Танюша всегда опаздывала. Объяснять опоздание она начинала еще на лестнице, и, когда брат открывал ей, объяснения были в самом разгаре. Танюша быстро-быстро говорила что-то неразборчивое, потом выпаливала — раз! — и загибала палец. При этом ракетки и мячи сыпались на пол. Затем еще тирада, и — два! — она загибала второй палец. И наконец — три!

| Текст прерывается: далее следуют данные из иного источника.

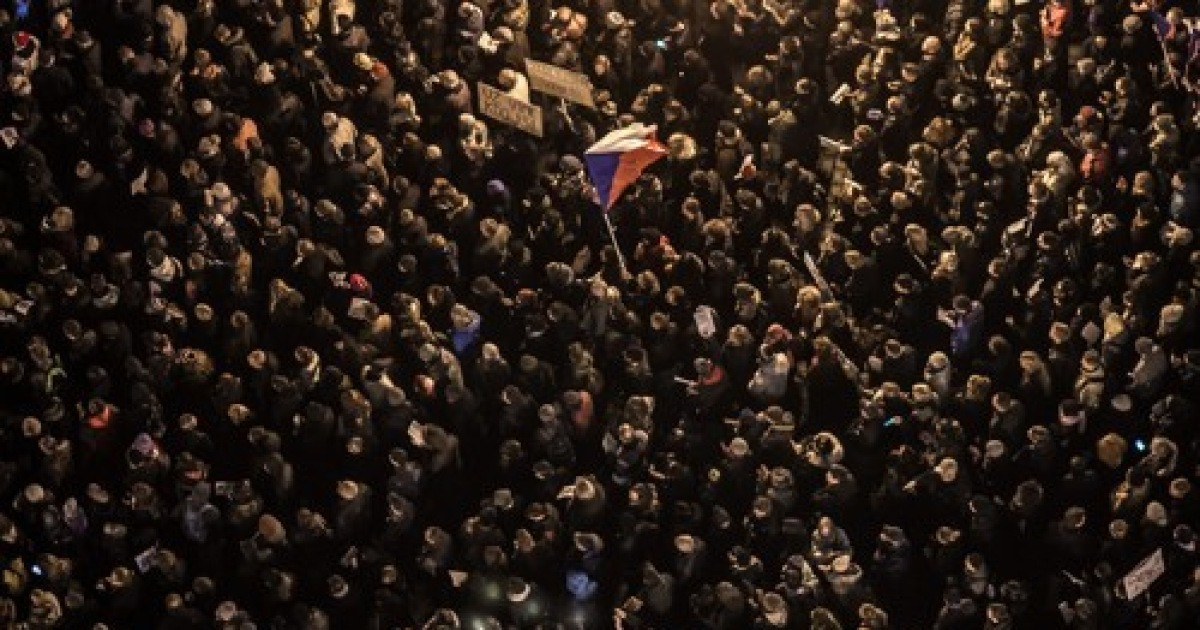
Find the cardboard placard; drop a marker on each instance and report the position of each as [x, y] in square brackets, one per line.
[549, 78]
[1139, 580]
[503, 108]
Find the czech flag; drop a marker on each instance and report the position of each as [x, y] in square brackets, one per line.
[619, 157]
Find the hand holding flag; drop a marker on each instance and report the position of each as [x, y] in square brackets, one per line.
[619, 157]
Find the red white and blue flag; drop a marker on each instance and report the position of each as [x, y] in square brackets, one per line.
[618, 159]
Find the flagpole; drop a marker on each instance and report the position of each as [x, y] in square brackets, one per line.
[612, 234]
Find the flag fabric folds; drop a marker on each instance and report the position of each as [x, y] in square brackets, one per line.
[618, 159]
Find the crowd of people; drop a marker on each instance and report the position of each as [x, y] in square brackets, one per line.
[292, 336]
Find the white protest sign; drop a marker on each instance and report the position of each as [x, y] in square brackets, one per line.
[559, 82]
[10, 137]
[1139, 580]
[498, 106]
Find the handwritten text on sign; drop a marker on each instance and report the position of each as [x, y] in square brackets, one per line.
[1140, 579]
[559, 82]
[498, 106]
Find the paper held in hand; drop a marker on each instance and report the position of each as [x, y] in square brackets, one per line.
[498, 106]
[1139, 580]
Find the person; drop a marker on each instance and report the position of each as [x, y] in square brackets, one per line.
[297, 331]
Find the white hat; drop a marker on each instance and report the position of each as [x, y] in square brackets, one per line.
[376, 235]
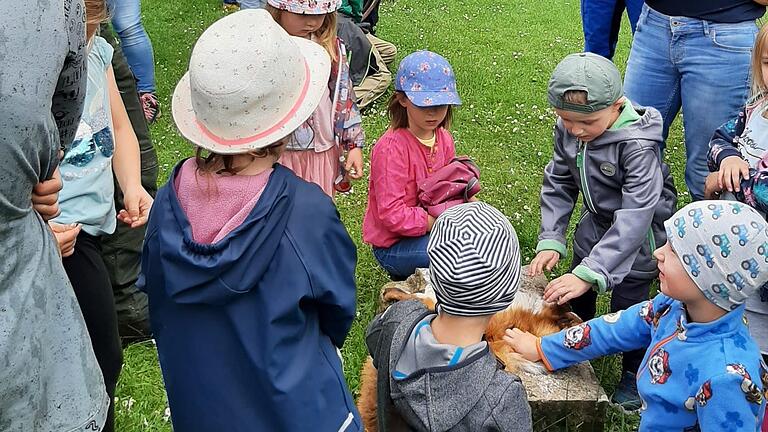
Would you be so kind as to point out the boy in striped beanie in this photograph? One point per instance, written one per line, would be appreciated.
(438, 364)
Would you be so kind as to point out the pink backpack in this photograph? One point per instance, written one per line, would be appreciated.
(452, 184)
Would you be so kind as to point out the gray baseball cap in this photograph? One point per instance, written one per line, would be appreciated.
(587, 72)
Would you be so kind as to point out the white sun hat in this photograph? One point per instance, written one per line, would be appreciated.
(249, 84)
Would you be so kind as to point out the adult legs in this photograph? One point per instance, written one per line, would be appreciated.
(652, 79)
(403, 258)
(126, 20)
(90, 281)
(715, 73)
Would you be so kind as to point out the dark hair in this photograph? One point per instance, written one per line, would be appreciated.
(214, 163)
(398, 115)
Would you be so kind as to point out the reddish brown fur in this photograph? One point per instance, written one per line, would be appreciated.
(549, 320)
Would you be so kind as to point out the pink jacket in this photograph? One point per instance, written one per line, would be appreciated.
(398, 163)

Например: «Не расписаться, не подписаться, неприличные ногти, в парикмахерской очередь — раз!.. Отдавала перетягивать ракетку, мастер сказал, что будет готова, а было не готово — два!» И так далее.
Танюша жила теперь у нас, и синяя комнатка опять изменилась. Теперь там стоял полированный шкафчик, висел белый халат с тюльпанами и прыгали шерстяные теннисные мячи. Танюша училась в университете на физмате и отлично считала до трех. Брат тоже научился загибать пальцы и считать до трех.
Работа в институте — раз! Работа над силовым клеем — два! Танюша со всеми ее очаровательными штучками — три! Были еще «четыре» и «пять», но уже менее существенные.
Танюша — это было для него ново. Вот он сидит занимается, а она в кресле у него за спиной. И ему хорошо, спокойно. Пусть себе дышит! Он может с ней и не разговаривать. Но Танюша не может с ним не разговаривать. Надо рассказать про зачеты, про сестер, про маму… И он должен рассказать ей про то, что делает. Почему, например, он так долго говорит по телефону с Иваном Степановичем и у него при этом такое радостное лицо? Почему смотрит не на Танюшу, а в угол и очень доволен? Почему все говорит, говорит…
Однажды она сказала:
— А чем это так хороши твои полимеры?
Они присели у тонконогого столика, и брат исписал формулами, черточками, стрелками два листа бумаги, объясняя разницу между мономерами и полимерами. С карандашом на весу он посмотрел на Танюшу — понимает ли? Ведь она математик, должна уметь отвлеченно мыслить.
Танюша была задумчива.
— Какие они милые! — сказала она вдруг.
— Кто — милые? — опешил брат.
— Твои… полимеры.
— Но почему же они милые?
— Они такие способные, деятельные, такие щедрые… Из них можно столько всего сделать… — Она очень одобрила полимеры и осталась довольна разговором. Танюша всегда с охотой раскрывалась навстречу всему хорошему.
— Что ты такая веселая? — спрашивал ее брат.
— Я просто ехала в автобусе, просто смотрела в окно, и мне было так хорошо, так весело!
Однажды она заявила:
— Я заработала сто рублей!
— Как это? — Брат поднял брови.
— У меня в сумочке были деньги: на портниху — раз, на плату за ученье — два, за электричество — три! А в комиссионном были туфли… Такие… — Танюша закрыла глаза.
— Ты их купила? Как же ты заработала?
— Стояла, стояла и… не купила, и сто рублей остались в сумочке. Значит, я их заработала! — ликовала Танюша.
Иван Степанович так ни разу и не пришел к нам пить чай. Он так и остался для нашей семьи (исключая брата) лицом мифическим, телефонным. Зато Шурка Дымский заходил… за мной. И уводил меня в кино и на концерты. Что ж, я ходила. Мне даже льстило, что мой кавалер не какой-нибудь мальчишка-чертежник из нашей мастерской, а молодой ученый с именем. Да и ни один мальчишка-чертежник за мной не ухаживал, так что выбирать не приходилось.